Cut from the same cloth as American Idol, So You Think You Can Dance blends earnest if cheesy spectacle and reality TV conventionality. Apparently, this was enough to make it the "most TiVoed show" during the week of 24 July.
Like Idol, Dance's vote-in format creates automatic stakes for viewers. Contestants are paired into couples each week to perform a different style (or styles) of dance; last year, the judges singled out the three weakest couples for possible elimination, and the audience voted one out. This season, however, for the first five weeks of competition, the audience voted the bottom three, with judges choosing who would go home ("One guy and one gell," in the words of host/English totty Cat Deeley). Since the judges now exercise greater control over which dancers left -- presumably, the least talented -- you'd expect viewers would feel distanced and be less invested in the contestants this year.
To reduce some of this potential distance, Dance has reemphasized the reality TV standby of the coming-of-age story. Injected between its fixed-smile ballroom numbers and overwrought contemporary/lyrical routines, the coming-of-age story allows viewers to invest in the proceedings. During Week Five, young Ivan reduced judge Mary Murphy to tears with a sterling contemporary performance filled with yearning and pathos, a performance which capped his "growth" from big-eared hip-hopper to mature and versatile dancer. We were reminded of that fact last week, when head judge and executive producer Nigel Lythgoe observed that Ivan was the only untrained dancer among the final six contestants. "This is what it's all about: growing," pronounced Lythgoe. Though Ivan was subsequently eliminated that night, Deeley underscored his maturation with her valedictory remarks on his behalf, "From boy to man." That same week, judges berated Donyelle for not improving at a similar pace even though she consistently performed at the head of the pack.

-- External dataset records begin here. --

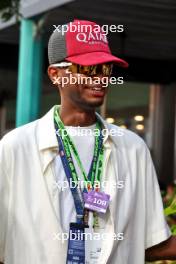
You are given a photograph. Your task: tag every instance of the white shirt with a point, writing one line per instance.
(85, 147)
(29, 210)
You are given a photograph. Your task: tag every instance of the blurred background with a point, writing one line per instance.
(145, 103)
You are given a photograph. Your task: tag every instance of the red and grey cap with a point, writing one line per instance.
(81, 42)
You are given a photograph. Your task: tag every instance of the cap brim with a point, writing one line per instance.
(97, 57)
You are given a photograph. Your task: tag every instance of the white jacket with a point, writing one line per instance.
(29, 217)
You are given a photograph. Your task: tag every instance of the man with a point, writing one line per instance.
(38, 159)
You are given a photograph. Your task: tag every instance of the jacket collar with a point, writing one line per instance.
(47, 139)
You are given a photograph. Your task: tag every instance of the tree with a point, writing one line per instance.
(8, 9)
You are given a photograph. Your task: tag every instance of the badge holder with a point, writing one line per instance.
(76, 244)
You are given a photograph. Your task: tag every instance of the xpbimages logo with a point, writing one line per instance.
(81, 29)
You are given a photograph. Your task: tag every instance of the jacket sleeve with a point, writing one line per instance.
(4, 199)
(157, 229)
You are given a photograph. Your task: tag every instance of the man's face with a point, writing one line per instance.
(85, 91)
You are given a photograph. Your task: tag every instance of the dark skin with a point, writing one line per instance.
(78, 105)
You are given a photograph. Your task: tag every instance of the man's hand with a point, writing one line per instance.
(163, 251)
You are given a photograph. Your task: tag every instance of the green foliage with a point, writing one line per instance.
(8, 9)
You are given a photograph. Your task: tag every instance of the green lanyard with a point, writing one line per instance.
(97, 163)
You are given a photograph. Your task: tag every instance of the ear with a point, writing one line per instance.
(52, 73)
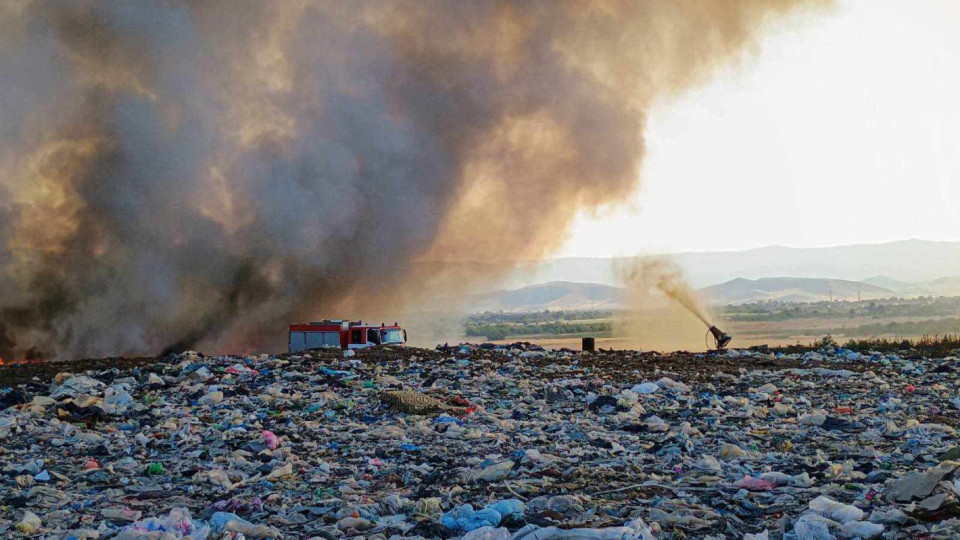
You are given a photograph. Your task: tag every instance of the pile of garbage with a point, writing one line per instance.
(483, 442)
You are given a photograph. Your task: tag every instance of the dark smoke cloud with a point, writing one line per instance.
(180, 174)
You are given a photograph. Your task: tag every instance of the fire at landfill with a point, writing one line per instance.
(180, 175)
(218, 176)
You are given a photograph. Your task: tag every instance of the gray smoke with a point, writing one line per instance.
(177, 174)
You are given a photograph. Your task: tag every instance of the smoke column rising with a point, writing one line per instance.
(182, 174)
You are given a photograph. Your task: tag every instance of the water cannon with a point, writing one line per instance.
(721, 338)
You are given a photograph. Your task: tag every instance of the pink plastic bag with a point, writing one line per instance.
(271, 439)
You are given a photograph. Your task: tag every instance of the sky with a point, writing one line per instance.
(842, 127)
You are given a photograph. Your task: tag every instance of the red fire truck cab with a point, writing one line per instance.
(343, 334)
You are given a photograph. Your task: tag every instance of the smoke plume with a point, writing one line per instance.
(177, 174)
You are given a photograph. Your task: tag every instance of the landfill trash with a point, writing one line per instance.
(483, 442)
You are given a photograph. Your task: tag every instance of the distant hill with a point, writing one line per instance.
(555, 296)
(742, 290)
(567, 295)
(908, 261)
(945, 286)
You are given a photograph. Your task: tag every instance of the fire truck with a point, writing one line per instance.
(343, 334)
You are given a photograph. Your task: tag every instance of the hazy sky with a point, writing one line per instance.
(842, 128)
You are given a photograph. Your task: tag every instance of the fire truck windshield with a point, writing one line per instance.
(392, 335)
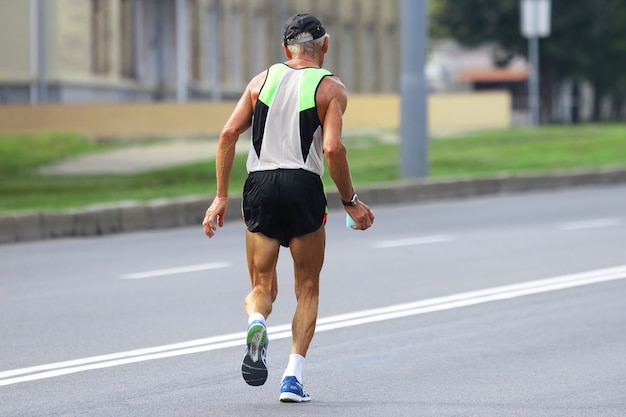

The explicit arc of "Ivan's Story" was a rarity for Dance, but the show provides other drama in the requisite annoying judges. Chief among these is Lythgoe. Taking up the Simon Cowell role, he dispenses acidic venom at contestants, as well as "brutally honest" critiques, of which the in-studio audience vocally disapproves. Less deliberately confrontational than Lythgoe, the other, merely aggravating judges also solicit the contempt from viewers and consequently align them with relatively sympathetic contestants. Murphy is the most prominent irritant. Her critiques rarely contain concrete points upon which the dancers can improve; instead, she's focused on her own performance, in particular, her dramatic phrasing. "I mean, honestly," she told frontrunners Benji and Donyelle after an exuberant Broadway routine, "Fifty percent of that was just corny and cheesy, 40% was energetic dancing, 10% was pulling faces, and I would have to say, 100% of it was just absolutely fantastic! Waaah!" While Murphy's punctuation of such rhetorical convolutions with her "trademark" scream is annoying, the viewer might find Dance a less galvanizing experience without her.
But these conventionally despicable judges are only half of the show's appeal, which is after all, a dance competition featuring a wide range of styles each week. Where Dancing with the Stars is firmly rooted in ballroom, So You Think You Can Dance runs the generic gamut; on its second night of competition, the show featured ballroom styles such as the foxtrot, the samba, the Cha Cha, and the American Jive, alongside contemporary styles like hip-hop and the now-ubiquitous krump.
Such diversity exposes neophyte viewers to unexpected marvels, like Heidi and then-partner Ryan's Cuban rumba, an exhilaratingly rhythmic pas de deux. Alternately, the show's diversity teaches philistines to appreciate classical styles, including the grace and eroticism of Heidi and Travis' Paso Doble. In effect, viewers receive a crash course in the kinesthetic possibilities of human expression, but if that's not your cup of tea, you can still wallow in the show's trashy aspects. At the very least, the Mary Murphy Drinking Game would be a great way to spend a Wednesday night.